David Heffernan · Accepted Answer · 2014-05-29T15:07:48.890

12

How come the two pointers are of different addresses and the operation == returns true?

&x and &y are the addresses of the pointer variables rather than the addresses of the string. Since x and y are different variables, they have different addresses.

You then compare the values of x and y which happen to be the same because the compiler has noticed that the two string literals have the same value and only stored a single copy of the literal.

Why didn't the compiler store the string literal "Hesham" just once and use its address twice for x and y?

It did. That's why x == y evaluates as true.

One other point to make is that you should use the %p format specifier when printing pointers.

edited May 29 '14 at 15:07

answered May 29 '14 at 14:11

David Heffernan

601,492
42
1,072
1,490

I'm sorry, I should have printed : `printf("%d %d \n", x, y);` Not `&x` and `&y`. To see the data they point to. Thanks :) – Hesham Eraqi May 29 '14 at 14:24
Correction of previous comment: To see the **address** they point to – Hesham Eraqi May 29 '14 at 14:30
1

The recommendation to use `%p` shouldn't be just an aside. Passing a pointer to `%d` is undefined behavior. – James Kanze May 29 '14 at 14:55
@JamesKanze Thanks. I suppose I used the word aside because that issue was not the main thrust of the question. I've edited to remove that word though. – David Heffernan May 29 '14 at 15:08

Vlad from Moscow · Answer 2 · 2015-03-14T08:13:39.383

It depends on a compiler option whether the compiler will store equal string literals as separate literals or as one literal/ Usually by default compilers store equal string literals as one string literal that to minimize the memory usage.

In these statements

   x = "Hesham";
   y = "Hesham";

you assign the same address of the first character of the string literal to variables x and y. As the compiler stores these two string literals as one string literals then it is obvious that x == ythat is x and y were assigned the same value.

However if you would set on the option of the compiler to force the compiler to store equal string literals as separate literals then the result of expression x == y would be equal to false. If you want to compare the string literals you have to write

if ( strcmp( x, y ) == 0 ) { /*...*/ }

I'm sorry, I should have printed : `printf("%d %d \n", x, y);` Not `&x` and `&y`. To see the address they point to.

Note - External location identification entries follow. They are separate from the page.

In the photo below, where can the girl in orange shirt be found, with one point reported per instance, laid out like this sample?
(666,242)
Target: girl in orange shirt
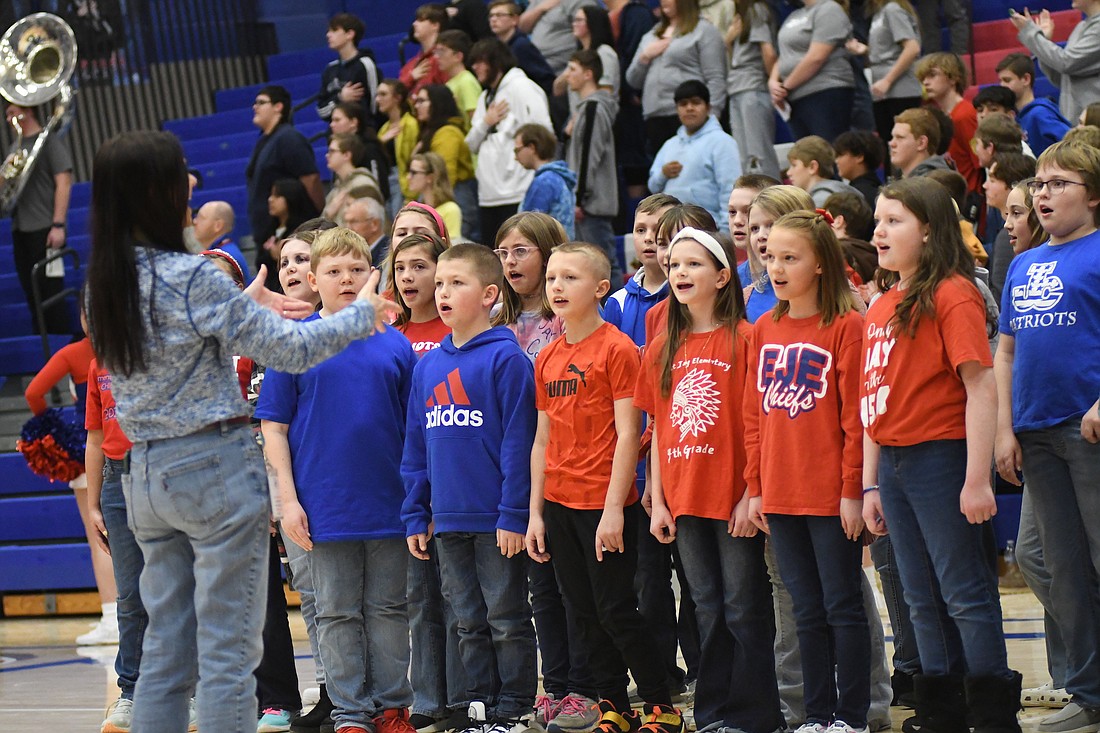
(692,382)
(928,407)
(802,389)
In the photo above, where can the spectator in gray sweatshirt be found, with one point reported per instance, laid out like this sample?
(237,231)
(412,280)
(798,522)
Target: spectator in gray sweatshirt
(682,46)
(591,154)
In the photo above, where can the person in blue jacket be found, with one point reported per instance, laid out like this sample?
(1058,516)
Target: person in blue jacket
(553,187)
(700,163)
(466,471)
(1040,117)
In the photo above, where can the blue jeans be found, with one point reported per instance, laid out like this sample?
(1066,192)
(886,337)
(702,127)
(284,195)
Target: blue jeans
(564,658)
(496,638)
(1062,470)
(363,626)
(657,602)
(128,562)
(597,230)
(729,584)
(303,582)
(1032,567)
(906,659)
(920,489)
(199,510)
(826,113)
(438,677)
(752,126)
(821,567)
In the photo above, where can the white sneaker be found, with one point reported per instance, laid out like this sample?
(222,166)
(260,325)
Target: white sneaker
(118,717)
(105,632)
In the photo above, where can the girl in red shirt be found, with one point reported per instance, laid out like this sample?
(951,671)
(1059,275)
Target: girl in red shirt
(928,407)
(802,389)
(692,382)
(411,271)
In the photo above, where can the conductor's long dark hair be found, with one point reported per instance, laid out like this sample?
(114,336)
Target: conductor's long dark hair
(139,198)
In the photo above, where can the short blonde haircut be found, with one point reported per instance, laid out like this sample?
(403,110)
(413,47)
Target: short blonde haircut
(600,264)
(336,242)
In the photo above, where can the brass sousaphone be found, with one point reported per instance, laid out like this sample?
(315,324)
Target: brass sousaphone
(37,57)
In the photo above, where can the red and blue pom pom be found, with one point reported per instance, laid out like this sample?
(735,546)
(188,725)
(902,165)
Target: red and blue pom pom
(53,446)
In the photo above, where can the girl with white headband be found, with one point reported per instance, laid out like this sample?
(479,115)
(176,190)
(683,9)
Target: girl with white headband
(692,382)
(803,389)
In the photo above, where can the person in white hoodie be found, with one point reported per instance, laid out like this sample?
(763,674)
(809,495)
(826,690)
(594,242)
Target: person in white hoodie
(509,101)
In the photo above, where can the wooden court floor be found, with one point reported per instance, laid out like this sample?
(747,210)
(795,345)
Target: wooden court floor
(47,682)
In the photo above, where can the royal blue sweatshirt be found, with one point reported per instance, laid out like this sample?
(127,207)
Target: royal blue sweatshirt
(1043,123)
(466,463)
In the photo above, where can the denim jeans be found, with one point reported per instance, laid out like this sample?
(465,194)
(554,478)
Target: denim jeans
(303,582)
(821,567)
(438,677)
(826,113)
(789,659)
(198,507)
(128,562)
(1032,567)
(602,597)
(363,626)
(564,658)
(496,638)
(597,230)
(920,489)
(657,602)
(1062,470)
(729,584)
(752,126)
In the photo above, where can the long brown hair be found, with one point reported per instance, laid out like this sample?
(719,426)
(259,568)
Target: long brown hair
(834,293)
(545,232)
(728,312)
(686,19)
(943,255)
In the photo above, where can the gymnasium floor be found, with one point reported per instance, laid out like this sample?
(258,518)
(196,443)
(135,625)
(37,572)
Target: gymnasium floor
(46,682)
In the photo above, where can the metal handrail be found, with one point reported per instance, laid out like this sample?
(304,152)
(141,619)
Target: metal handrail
(40,305)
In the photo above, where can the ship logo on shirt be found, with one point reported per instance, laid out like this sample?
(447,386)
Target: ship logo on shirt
(793,376)
(1042,291)
(695,404)
(443,408)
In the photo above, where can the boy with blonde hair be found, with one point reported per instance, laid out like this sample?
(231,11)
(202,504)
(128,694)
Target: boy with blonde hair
(344,509)
(466,471)
(584,507)
(813,167)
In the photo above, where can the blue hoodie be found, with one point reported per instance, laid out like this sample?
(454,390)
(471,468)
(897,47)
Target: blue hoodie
(470,429)
(627,307)
(553,192)
(1043,124)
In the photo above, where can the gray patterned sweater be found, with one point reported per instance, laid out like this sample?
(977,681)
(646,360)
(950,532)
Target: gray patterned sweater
(198,321)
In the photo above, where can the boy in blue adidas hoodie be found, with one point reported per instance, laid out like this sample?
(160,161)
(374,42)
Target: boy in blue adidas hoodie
(466,471)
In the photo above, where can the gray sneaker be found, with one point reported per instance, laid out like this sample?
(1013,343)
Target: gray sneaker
(118,717)
(1071,719)
(576,714)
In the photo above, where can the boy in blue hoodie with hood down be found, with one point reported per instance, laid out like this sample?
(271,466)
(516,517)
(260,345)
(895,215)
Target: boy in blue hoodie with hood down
(466,472)
(552,189)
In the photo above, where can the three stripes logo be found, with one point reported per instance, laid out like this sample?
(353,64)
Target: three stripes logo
(443,405)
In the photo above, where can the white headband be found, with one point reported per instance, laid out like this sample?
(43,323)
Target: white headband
(705,239)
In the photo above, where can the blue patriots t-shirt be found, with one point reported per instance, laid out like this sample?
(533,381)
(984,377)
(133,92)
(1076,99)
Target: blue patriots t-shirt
(347,418)
(1051,306)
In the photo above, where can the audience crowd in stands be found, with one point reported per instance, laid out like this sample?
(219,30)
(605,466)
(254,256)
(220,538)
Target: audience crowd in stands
(858,307)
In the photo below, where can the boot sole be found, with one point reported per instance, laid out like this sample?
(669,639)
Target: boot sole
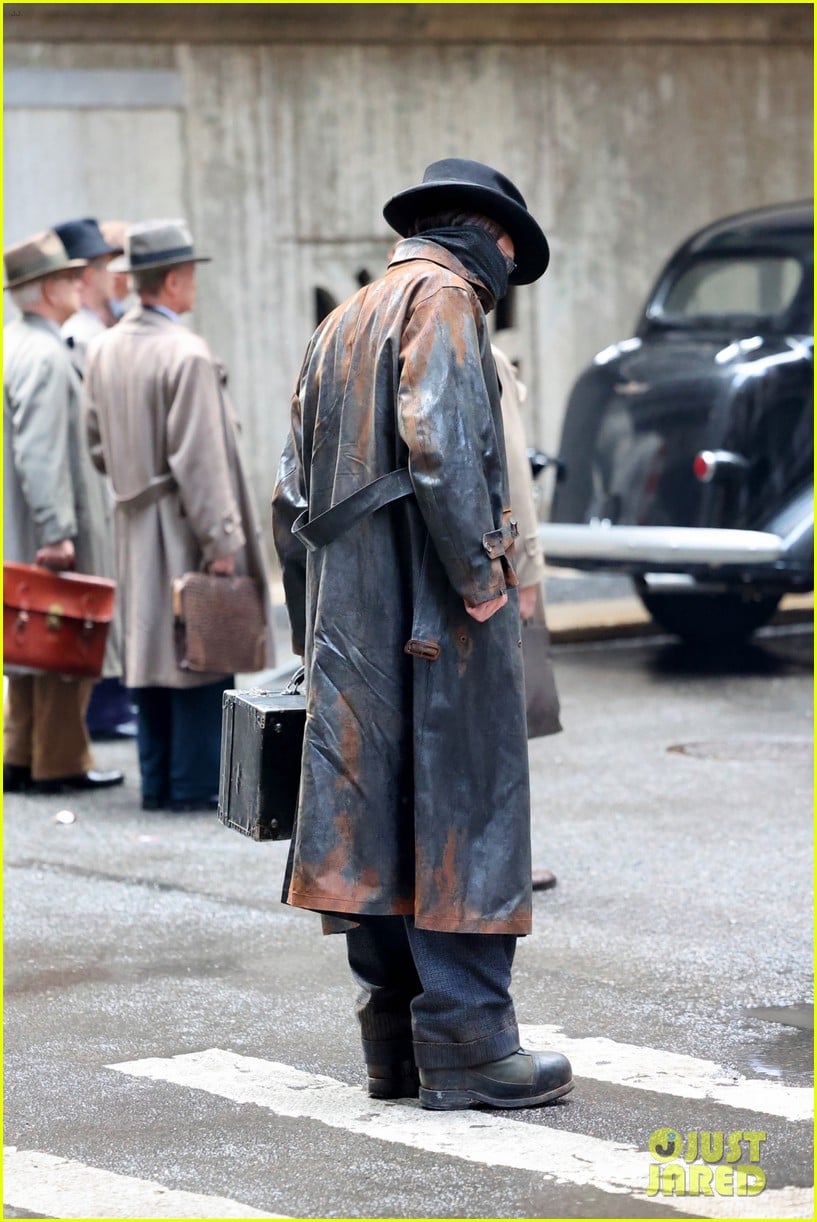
(456,1100)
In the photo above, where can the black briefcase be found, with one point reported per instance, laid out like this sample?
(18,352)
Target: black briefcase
(261,741)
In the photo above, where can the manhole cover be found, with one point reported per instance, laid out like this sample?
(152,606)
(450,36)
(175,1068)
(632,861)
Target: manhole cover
(748,749)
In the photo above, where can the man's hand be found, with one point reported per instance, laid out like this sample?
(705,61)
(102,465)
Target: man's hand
(224,566)
(485,610)
(56,555)
(528,601)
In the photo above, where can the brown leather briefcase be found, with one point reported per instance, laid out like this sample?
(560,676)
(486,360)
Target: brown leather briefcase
(220,626)
(55,621)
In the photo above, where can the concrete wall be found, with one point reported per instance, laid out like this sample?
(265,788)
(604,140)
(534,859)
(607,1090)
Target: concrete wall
(280,131)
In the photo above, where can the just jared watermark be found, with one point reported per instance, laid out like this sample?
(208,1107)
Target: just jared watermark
(706,1163)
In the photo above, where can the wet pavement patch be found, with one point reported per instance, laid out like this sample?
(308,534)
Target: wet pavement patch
(794,750)
(801,1014)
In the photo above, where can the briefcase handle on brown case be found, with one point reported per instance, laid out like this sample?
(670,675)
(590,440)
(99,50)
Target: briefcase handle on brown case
(55,621)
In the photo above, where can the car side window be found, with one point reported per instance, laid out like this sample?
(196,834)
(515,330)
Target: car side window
(761,285)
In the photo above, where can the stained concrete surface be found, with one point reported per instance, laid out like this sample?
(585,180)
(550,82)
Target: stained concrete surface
(682,920)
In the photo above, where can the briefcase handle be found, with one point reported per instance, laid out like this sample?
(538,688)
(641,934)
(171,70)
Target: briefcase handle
(294,682)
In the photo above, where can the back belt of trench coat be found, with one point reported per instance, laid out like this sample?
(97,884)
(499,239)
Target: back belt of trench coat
(159,486)
(336,521)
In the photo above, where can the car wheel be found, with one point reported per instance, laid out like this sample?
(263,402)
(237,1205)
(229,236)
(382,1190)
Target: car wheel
(696,616)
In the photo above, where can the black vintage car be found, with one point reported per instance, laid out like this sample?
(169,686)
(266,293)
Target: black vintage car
(686,455)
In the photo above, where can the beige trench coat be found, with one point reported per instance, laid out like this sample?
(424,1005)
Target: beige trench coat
(51,490)
(529,560)
(158,413)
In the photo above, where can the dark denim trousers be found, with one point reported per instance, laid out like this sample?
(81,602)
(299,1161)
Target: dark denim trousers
(180,741)
(442,998)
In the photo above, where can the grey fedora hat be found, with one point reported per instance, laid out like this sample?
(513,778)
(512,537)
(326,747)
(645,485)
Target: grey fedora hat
(472,186)
(36,258)
(156,245)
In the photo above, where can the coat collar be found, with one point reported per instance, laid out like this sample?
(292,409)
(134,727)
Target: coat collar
(418,248)
(139,315)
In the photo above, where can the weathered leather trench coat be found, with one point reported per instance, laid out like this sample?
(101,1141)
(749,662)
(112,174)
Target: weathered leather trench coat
(414,796)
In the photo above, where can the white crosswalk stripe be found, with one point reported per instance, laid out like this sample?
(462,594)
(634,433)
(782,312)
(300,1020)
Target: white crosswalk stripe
(61,1188)
(671,1073)
(566,1157)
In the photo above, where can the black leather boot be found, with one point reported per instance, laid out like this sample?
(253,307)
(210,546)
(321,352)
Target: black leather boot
(524,1079)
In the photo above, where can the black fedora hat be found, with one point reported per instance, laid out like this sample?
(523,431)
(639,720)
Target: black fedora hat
(470,186)
(83,240)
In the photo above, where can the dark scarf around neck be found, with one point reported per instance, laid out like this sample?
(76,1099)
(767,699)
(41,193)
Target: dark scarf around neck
(479,253)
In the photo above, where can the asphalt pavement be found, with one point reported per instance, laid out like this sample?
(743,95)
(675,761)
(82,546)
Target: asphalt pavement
(180,1044)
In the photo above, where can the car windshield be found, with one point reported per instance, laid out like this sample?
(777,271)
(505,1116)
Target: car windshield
(715,290)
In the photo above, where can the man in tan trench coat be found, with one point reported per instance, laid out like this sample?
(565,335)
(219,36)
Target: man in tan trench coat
(54,507)
(160,424)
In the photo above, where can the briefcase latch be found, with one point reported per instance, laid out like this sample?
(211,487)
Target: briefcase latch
(54,617)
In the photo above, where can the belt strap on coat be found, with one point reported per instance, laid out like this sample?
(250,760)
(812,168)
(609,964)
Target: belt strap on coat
(341,517)
(497,543)
(159,486)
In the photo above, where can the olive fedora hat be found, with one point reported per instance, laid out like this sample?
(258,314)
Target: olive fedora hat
(156,245)
(36,258)
(472,186)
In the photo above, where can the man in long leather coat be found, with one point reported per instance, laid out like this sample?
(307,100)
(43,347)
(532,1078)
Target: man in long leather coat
(413,827)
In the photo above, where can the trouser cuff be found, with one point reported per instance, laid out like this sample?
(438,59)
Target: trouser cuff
(387,1052)
(432,1055)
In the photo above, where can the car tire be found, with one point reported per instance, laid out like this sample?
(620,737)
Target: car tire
(701,617)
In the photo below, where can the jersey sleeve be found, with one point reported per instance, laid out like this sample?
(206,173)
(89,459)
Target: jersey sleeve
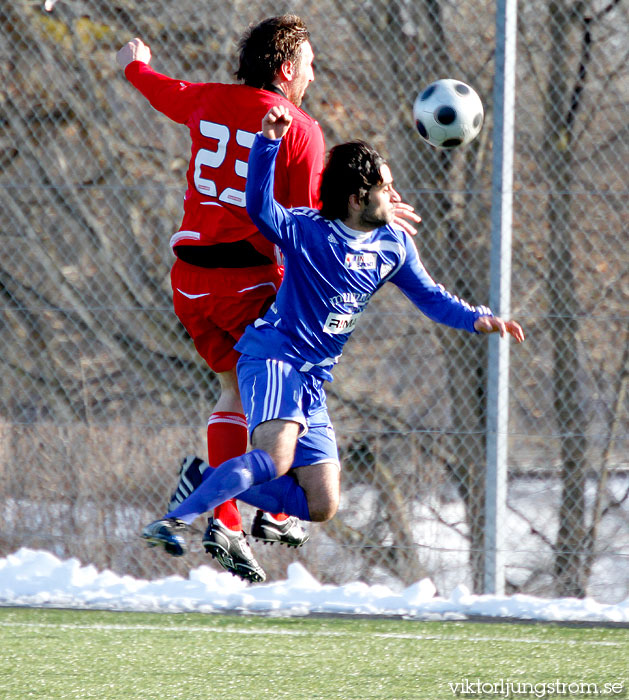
(174,98)
(273,220)
(305,154)
(431,298)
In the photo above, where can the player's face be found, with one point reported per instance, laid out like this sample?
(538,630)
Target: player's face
(304,74)
(380,208)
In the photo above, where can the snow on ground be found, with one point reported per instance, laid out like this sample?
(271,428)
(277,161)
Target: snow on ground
(38,578)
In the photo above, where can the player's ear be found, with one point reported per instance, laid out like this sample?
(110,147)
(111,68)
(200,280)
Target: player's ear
(287,71)
(354,202)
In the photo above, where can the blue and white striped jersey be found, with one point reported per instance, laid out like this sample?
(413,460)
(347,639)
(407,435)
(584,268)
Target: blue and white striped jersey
(331,273)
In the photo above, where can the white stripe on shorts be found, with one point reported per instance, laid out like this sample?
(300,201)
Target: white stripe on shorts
(272,398)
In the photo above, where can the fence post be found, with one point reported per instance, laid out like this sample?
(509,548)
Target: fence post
(499,295)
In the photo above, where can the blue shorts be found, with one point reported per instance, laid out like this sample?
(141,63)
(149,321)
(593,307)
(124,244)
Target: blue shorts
(272,389)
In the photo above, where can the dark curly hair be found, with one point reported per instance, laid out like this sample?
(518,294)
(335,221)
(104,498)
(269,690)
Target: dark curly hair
(351,168)
(265,46)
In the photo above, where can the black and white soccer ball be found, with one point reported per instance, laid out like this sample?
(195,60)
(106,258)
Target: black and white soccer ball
(448,114)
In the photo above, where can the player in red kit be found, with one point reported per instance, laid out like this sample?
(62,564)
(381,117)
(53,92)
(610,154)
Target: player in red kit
(226,273)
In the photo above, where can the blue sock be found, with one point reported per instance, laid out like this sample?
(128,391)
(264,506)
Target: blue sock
(226,481)
(282,495)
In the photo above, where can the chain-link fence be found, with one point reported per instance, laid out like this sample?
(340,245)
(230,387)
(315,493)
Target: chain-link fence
(103,393)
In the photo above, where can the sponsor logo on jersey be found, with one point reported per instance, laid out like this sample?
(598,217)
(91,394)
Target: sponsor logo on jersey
(340,323)
(361,261)
(350,298)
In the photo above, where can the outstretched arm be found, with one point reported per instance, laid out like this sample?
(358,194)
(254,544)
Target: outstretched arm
(272,219)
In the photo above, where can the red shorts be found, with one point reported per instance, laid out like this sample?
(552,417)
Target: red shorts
(216,305)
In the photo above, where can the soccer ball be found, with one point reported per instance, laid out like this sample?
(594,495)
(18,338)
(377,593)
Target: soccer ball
(448,113)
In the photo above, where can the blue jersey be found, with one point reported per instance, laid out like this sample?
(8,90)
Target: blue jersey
(331,273)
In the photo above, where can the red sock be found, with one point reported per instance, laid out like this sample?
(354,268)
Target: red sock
(226,438)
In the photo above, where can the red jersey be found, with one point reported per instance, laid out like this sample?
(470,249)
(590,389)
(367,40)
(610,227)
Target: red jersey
(223,119)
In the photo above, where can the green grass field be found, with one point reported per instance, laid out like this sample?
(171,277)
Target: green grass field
(52,654)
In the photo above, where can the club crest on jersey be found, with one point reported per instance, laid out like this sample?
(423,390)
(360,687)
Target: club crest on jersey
(361,261)
(340,323)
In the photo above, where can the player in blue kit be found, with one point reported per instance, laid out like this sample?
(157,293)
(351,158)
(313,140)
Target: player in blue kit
(335,259)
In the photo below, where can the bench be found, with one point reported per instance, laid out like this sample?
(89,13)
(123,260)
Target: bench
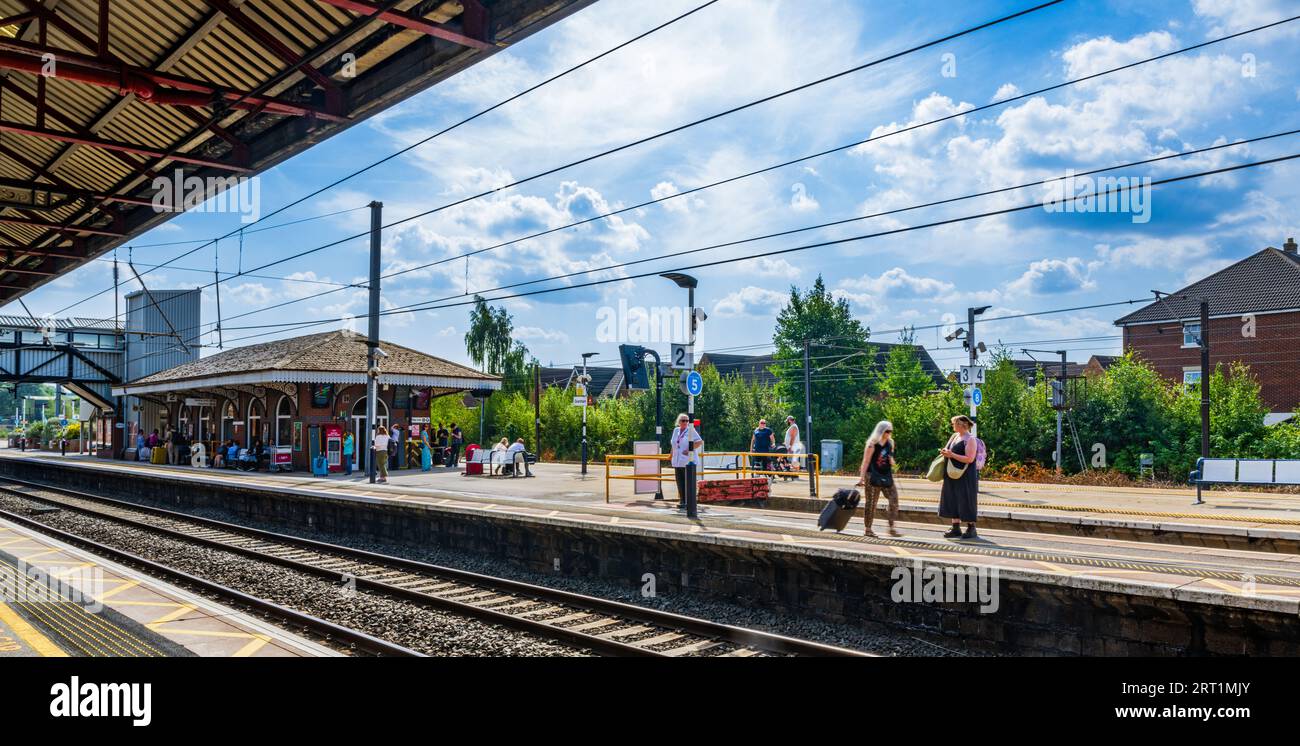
(1256,472)
(493,459)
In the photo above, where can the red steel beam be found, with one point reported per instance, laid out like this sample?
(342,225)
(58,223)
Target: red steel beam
(66,121)
(59,226)
(333,96)
(408,21)
(148,86)
(73,192)
(90,141)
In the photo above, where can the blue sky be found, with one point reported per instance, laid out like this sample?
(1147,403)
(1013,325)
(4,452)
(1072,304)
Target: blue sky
(741,50)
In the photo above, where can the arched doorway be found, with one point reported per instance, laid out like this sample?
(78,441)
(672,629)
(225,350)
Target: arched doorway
(285,421)
(204,432)
(362,437)
(256,413)
(228,421)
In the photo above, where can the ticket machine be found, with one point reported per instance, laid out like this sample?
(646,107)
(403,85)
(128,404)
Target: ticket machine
(333,436)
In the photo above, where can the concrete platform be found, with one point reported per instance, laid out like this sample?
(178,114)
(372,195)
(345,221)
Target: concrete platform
(1060,593)
(60,601)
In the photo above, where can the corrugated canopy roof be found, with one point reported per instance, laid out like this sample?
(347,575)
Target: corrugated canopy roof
(325,358)
(219,87)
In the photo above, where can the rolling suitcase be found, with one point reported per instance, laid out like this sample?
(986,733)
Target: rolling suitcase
(837,512)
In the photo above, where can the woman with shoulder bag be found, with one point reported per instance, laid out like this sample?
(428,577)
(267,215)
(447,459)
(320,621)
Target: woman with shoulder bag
(957,501)
(876,476)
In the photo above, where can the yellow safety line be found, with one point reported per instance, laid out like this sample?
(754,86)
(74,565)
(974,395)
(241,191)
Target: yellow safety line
(181,610)
(254,646)
(122,585)
(109,636)
(1125,512)
(29,634)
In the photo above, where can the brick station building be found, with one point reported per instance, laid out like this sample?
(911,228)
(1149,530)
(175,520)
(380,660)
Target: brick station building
(285,393)
(1253,319)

Do you know that compiler options for ARM ? I have searched a lot for it and didn't find it. — Hesham Eraqi, May 29 '14 at 14:27

user3647351 · Answer 3 · 2014-06-03T05:36:10.313

1

According to The C++ Programming Language by Bjarne Stroustrup, He said

Whether two identical string literals are allocated as one array or as two is
implementation-defined.

I think it also works for C given that C++ is based on C99. In your case, only one of them is allocated and is used twice, which means x and y points to the identical string.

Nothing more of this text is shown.